Task: Add a new EDM4HEP
output collection to store the photons before the isolation requirement and the overlap removal and rerun the DelphesPythia8
step.
Optional task: If you want to create your own file with higher statistics to use for the next part of the tutorial, you can edit the Pythia
card to use the full LHE statistics. As this takes some time to run, please submit a job for running this to the batch. The job will take at least 40 min, so this step is fully optional, only if you have time. If you are not familiar with submitting to the batch, there are some pointers here.
To wrap up this part of the tutorial, let’s take a quick look at the .root
output file we produced. You can open and inspect as usual. The tree in it is called events
. It follows the EDM4HEP
data model. This is a common event data model for future collider experiments, or in other words, a common format convention on what information of each event is stored in the ROOT
file and how exactly. In detail the format looks like this:
If you are doing analysis, you will mostly be interested in the ReconstructedParticle
collection, which contains all objects reconstructed from the detector responses such as tracks and calorimeter clusters, with the ParticleID
collection telling us the (likely) type of particle. You can take a look at some of the raw distributions here already, to convince yourself that you actually wrote out some events, but in the next part we will use podio
to plot in a more convenient way.
Note: You have produced an EDM4HEP
file in the previous tutorial on event generation already. How is it different from the new one we produced here?
Simple plots with podio
In this part of the tutorial, we will use the podio
toolkit from the key4hep
stack to make some simple plots from the EDM4HEP
file. In a nutshell, podio
generates the code (i.e. functions to access the values) from reading the event data model definition. If you are interested in the technical details, you can read more about it here.
The event data model of EDM4HEP
is given in this .yaml
file. If you look at the block starting at l455, you can see what information we have available on our ReconstructedParticle
s.
With podio
, we can now read the file, access the tree and do a regular event loop. A template of the code needed for this is given in plotting/plot_edm4hep_template.py
.
You can use your own file from the previous step, if you produced it, or you can copy it from /user/bstapf/Topical_Lectures_March2024/future_particle_colliders_tutorial/Tutorial2_DELPHES/tutorial_output_noIso.root
or download it from here.
Task 1 Plot the number of photons and the invariant mass of the first photon pair in the event, myy. You can use utils.p4(<ReconstructedParticle>)
to retrieve the four momentum of a ReconstructedParticle
.
Task 2 Add also the distribution of number of photons before the isolation requirement, using the extra container you added in the previous part of the tutorial. How does it compare to the number of isolated photons?

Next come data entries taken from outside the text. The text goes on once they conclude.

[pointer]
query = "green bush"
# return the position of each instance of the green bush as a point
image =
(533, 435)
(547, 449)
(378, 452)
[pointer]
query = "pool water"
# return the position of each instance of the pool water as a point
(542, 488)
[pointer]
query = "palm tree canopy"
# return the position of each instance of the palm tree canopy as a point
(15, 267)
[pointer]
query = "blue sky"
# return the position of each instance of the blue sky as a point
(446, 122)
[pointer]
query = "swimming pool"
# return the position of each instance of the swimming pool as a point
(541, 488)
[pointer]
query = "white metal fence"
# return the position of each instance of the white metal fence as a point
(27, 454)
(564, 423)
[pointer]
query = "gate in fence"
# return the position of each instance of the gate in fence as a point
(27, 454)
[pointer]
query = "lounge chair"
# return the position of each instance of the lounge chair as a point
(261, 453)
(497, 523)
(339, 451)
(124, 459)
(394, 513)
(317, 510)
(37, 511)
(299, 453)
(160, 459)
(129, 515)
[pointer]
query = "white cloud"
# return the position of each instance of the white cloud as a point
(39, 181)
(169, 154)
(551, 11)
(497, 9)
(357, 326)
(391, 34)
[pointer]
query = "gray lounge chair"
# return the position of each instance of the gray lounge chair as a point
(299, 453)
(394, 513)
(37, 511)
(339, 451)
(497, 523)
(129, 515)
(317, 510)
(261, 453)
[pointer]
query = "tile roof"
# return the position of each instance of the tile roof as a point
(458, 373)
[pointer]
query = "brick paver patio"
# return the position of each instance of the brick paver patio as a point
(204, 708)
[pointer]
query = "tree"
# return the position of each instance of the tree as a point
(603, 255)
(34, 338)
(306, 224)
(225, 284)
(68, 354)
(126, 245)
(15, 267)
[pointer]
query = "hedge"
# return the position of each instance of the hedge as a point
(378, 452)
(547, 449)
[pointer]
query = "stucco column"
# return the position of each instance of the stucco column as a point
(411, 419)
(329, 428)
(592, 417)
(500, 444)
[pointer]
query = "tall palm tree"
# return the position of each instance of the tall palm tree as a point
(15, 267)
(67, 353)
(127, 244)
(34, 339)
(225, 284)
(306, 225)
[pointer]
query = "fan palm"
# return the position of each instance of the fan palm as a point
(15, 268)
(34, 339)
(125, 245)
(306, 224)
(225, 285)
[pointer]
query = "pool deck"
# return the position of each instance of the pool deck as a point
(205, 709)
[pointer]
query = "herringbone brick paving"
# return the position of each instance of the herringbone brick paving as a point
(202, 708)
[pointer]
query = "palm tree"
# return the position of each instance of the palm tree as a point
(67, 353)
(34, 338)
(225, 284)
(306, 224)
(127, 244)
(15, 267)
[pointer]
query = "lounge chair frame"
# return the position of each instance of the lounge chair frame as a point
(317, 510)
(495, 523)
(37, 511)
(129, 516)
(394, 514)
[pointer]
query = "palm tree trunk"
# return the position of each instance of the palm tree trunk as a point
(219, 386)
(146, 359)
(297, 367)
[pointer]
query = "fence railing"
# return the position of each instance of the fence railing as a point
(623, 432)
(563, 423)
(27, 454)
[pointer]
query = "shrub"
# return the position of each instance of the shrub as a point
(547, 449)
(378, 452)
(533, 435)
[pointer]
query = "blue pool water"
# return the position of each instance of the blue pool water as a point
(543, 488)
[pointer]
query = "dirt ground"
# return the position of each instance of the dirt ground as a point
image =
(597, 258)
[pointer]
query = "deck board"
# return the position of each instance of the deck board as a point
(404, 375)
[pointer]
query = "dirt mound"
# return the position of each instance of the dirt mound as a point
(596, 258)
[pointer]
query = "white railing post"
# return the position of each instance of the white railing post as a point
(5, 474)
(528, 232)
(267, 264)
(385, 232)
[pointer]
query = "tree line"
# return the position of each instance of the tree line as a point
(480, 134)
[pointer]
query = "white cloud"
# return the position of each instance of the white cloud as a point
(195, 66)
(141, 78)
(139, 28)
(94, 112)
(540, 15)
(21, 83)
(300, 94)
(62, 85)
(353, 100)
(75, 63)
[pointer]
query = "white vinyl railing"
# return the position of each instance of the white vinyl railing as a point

Additionally, you can also plot the IsolationVar
itself, that a cut is made on during the Delphes
fast simulation. Look into the EDM4HEP
for the name of this collection, and how you can read the value of this for one photon in the event. Plot it for the isolated, as well as the non-isolated photons. What value did we cut on to define an isolated photon, can you find this back in the Delphes
card? Hint: Plotting with logarithmic y-axis is helpful here.